Yugoslavia is significant not just for its own position on the map, but also for the areas to which it allows access. And influential American analysts believe that it lies close to a zone of vital US interests, the Black Sea-Caspian Sea region.
This may be the real significance of the NATO task force in Yugoslavia.
The United States is now seeking to consolidate a new European-Middle Eastern bloc of nations. It is presenting itself as the leader of an informal grouping of Muslim countries stretching from the Persian Gulf into the Balkans. This grouping includes Turkey, which is of pivotal importance in the emerging new bloc. Turkey is not just a part of the southern Balkans and an Aegean power. It also borders on Iraq, Iran and Syria. It thus connects southern Europe to the Middle East, where the US considers that it has vital interests.
The US hopes to expand this informal alliance with Muslim states in the Middle East and southern Europe to include some of the new nations on the southern rim of the former Soviet Union.
The reasons are not far to seek. The US now conceives of itself as being engaged in a new race for world resources. Oil is especially important in this race. With the war against Iraq, the US established itself in the Middle East more securely than ever. The almost simultaneous disintegration of the Soviet Union opened the possibility of Western exploitation of the oil resources of the Caspian Sea region.
This region is extremely rich in oil and gas resources. Some Western analysts believe that it could become as important to the West as the Persian Gulf
Countries like Kazakhstan have enormous oil reserves, probably in excess of 9 billion barrels. Kazakhstan could probably pump 700,000 barrels a day. The problem, as in other countries of the region, at least from the perspective of Western countries, has been to get the oil and gas resources out of the region and to the West by safe routes. The movement of this oil and gas is not simply a technical problem. It is also political.
It is of crucial importance to the US and to other Western countries today to maintain friendly relations with countries like Kazakhstan. More importantly, it is important to know that that any rights acquired, to pump petroleum or to build pipelines to transport it, will be absolutely respected. For the amounts which are projected for investment in the region are very large.
What this means is that Western producers, banks, pipeline companies, etc. want to be assured of "political stability" in the region. They want to be assured that there will be no political changes which would threaten their new interests or potential ones.
An important article in THE NEW YORK TIMES recently described what has been called a new "great power game" in the region, drawing an analogy to the competition between Russia and Great Britain in the northwest frontier of the Indian subcontinent in the nineteenth century. The authors of the article wrote that, "Now, in the years after the cold war, the United States is again establishing suzerainty over the empire of a former foe. The disintegration of the Soviet Union has prompted the United States to expand its zone of military hegemony into Eastern Europe (through NATO) and into formerly neutral Yugoslavia. And -- most important of all -- the end of the cold war has permitted America to deepen its involvement in the Middle East." 

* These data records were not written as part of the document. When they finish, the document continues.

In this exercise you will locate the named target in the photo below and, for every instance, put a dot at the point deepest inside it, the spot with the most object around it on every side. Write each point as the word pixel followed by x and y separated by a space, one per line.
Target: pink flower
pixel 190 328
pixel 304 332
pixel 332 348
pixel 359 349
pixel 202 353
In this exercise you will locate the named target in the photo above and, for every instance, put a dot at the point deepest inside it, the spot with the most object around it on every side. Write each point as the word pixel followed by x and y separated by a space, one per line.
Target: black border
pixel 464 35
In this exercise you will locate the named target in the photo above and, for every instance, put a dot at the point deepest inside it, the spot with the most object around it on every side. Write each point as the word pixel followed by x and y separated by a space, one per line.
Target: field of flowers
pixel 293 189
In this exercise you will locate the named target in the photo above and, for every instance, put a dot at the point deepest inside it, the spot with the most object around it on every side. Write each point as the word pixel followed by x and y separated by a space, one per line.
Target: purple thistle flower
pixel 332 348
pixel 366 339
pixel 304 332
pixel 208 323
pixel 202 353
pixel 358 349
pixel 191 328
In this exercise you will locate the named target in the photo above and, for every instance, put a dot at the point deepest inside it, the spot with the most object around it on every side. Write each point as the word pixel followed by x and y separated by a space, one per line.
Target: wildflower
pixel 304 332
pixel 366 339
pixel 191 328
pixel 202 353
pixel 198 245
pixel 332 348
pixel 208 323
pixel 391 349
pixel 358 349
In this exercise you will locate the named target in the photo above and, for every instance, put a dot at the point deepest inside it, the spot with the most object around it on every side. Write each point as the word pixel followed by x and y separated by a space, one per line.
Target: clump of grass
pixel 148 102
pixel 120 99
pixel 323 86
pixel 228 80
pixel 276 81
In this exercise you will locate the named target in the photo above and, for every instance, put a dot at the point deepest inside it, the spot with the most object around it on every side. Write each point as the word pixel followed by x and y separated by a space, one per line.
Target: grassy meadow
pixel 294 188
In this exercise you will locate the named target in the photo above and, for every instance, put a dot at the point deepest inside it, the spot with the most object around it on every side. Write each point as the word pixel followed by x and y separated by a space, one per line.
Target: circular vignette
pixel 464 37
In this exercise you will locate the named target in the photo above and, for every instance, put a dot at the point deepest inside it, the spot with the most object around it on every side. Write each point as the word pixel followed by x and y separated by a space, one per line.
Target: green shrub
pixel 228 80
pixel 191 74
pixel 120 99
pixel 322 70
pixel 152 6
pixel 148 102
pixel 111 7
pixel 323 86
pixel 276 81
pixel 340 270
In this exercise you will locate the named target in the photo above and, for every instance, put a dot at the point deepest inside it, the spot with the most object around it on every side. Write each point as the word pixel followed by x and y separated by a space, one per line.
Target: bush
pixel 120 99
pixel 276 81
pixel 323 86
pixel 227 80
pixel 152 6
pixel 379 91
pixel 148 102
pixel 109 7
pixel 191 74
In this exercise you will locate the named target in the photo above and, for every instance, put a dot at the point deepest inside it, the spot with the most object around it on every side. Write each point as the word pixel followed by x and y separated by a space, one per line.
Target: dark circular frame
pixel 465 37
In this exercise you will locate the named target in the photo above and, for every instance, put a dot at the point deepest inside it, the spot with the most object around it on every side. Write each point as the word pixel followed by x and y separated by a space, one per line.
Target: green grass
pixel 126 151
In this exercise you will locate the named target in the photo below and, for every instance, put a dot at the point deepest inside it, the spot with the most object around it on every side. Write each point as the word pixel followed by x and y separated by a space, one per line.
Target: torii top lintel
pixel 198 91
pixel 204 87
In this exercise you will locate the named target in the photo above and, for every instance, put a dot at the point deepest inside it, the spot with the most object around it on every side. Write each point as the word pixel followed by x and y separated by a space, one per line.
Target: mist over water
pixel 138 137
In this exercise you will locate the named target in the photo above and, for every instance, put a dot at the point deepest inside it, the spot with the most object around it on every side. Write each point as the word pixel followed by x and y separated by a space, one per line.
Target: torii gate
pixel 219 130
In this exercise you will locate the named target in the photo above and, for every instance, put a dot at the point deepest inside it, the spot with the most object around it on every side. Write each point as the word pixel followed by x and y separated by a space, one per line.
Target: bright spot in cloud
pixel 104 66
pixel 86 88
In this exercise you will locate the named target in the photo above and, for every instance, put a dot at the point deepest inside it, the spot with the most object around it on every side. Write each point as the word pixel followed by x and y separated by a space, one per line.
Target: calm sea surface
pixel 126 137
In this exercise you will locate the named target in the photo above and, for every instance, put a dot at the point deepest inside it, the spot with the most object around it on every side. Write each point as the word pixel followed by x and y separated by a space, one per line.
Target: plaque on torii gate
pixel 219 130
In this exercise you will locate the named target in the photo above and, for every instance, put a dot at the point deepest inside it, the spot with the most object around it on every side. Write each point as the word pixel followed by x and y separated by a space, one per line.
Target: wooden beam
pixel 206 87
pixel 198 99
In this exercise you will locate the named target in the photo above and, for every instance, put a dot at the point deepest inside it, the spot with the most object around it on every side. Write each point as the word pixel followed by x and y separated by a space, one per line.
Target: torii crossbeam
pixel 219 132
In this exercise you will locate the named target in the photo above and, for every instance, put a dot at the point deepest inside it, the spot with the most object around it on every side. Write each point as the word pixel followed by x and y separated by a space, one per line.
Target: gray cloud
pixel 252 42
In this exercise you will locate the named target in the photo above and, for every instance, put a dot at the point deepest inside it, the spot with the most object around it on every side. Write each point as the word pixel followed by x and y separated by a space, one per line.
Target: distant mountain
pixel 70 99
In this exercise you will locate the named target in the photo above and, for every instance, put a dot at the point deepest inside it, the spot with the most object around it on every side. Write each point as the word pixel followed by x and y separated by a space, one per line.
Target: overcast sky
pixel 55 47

Obviously, there have been several reasons which prompted Western leaders to seek the expansion of NATO. One of these, and an important one, has clearly been a commercial one. This becomes more evident as one looks more closely at the parallel development of commercial exploitation in the Caspian Sea region and the movement of NATO into the Balkans.
On May 22, 1992, the North Atlantic Treay Organization issued a remarkable statement regarding the fighting then going on in Transcaucasia. This read in part as follows: "[The] Allies are profoundly disturbed by the continuing conflict and loss of life. There can be no solution to the problem of Nagomo-Karabakh or to the differences it has caused between Armenia and Azerbaijan by force. "Any action against Azerbaijan's or any other state's territorial integrity or to achieve political goals by force would represent a flagrant and unacceptable violation of the principles of international law. In particular we [NATO] could not accept that the recognized status of Nagorno-Karabakh or Nakhichevan can be changed unilaterally by force." 
This was a remarkable statement by any standards. For NATO was in fact issuing a veiled warning that it might have to take "steps" to prevent actions by governments in the Caspian Sea region which it construed as threatening vital Westem interests.
Two days before NATO made this unusual declaration of interest in Transcaucasion affairs, an American oil Company, Chevron, had signed an agreement with the government of Kazakhstan for the development of the Tengiz and Korolev oil fields in the Westem part of the country. The negotiations for this agreement had been under way for two years prior to its being signed. And reliable sources have reported that they were in danger of breaking down at the time because of Chevron's fears of political instability in the region. 
At the time that NATO made its declaration, of course, there would have been little possibility of backing up its warning. There was, first of all, no precedent at all for any large, out-of-area operation by NATO. NATO forces, furthermore, were far removed from Transcaucasia. It does not take a long look at a map of the Balkans, the Black Sea the Caspian Sea to realize that the situation is changing.